Mahkememizce Mali Müşavir Bilirkişi …’den alınan … tarihli raporunda sonuç olarak;”Davacı firmanın defterlerinin 2.sınıf defter (işletme defteri) olması sadece gelir ve gider bölümlerinin olması, defterde cari hesap ayırımı olmadığından taraflar arasında dava konusu edilen franchise sözleşmesinin imzalandığı tarihten dava tarihine kadar tarafların birbirlerinden alacak ve borç kalemlerinin dökümü mümkün olmadığı, Sözleşmenin yürürlükte olduğu 2015 ve 2016 yıllarında davacı firmanın zarar ettiği, bu nedenle davacının talep ettiği sonraki dönemler için kazanç kaybı (mahrum kalınan kar) bulunmadığı” sonuç ve kanaatine varmıştır.

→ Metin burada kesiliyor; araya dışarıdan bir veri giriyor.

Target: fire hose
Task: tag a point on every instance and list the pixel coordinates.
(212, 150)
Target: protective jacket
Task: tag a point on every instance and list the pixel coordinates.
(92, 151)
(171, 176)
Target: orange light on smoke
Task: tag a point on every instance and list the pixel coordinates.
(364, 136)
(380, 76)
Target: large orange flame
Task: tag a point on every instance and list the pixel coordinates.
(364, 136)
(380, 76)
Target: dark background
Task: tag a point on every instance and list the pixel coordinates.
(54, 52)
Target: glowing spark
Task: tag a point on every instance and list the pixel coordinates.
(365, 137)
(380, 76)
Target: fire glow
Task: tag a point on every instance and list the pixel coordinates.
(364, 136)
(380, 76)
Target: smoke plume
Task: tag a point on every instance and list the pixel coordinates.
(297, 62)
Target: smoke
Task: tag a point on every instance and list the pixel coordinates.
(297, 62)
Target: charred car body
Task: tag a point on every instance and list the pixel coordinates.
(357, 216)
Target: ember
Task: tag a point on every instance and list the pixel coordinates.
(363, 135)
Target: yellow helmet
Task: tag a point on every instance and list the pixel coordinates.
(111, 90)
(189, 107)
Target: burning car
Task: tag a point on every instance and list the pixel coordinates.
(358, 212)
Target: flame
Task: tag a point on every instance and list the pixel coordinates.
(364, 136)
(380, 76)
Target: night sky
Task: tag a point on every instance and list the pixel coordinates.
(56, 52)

… tarihli raporda Mali Müşavir Bilirkişi … ek raporunda , Hukukçu bilirkişi …kök raporunda sonuuç olarak; “Tüm delillerin ve hak kazanma koşullarının, nihai takdir ve değerlendirmesi Sayın Mahkemeye ait olmak üzere, rapor içeriğinde yapılan tespit ve değerlendirmeler ışığında; Mali Müşavir Bilirkişi Yönünden;
• Davacının itirazları rapor içeriğinde değerlendirilmiş, herhangi yeni bir belge bilgi olmadığından görüşüm değişmediğinden kök raporumu aynen tekrar ederim
Borçlar Konusunda Uzman Bilirkişi Yönünden
Davalının sözleşmeyi haksız olarak feshettiği Yargıtay tarafından onaylanmış bir kararla tespit edilmiştir. Bu durumda TBK m.125 sebebiyle uğranılan zararların talep edilmesi mümkündür.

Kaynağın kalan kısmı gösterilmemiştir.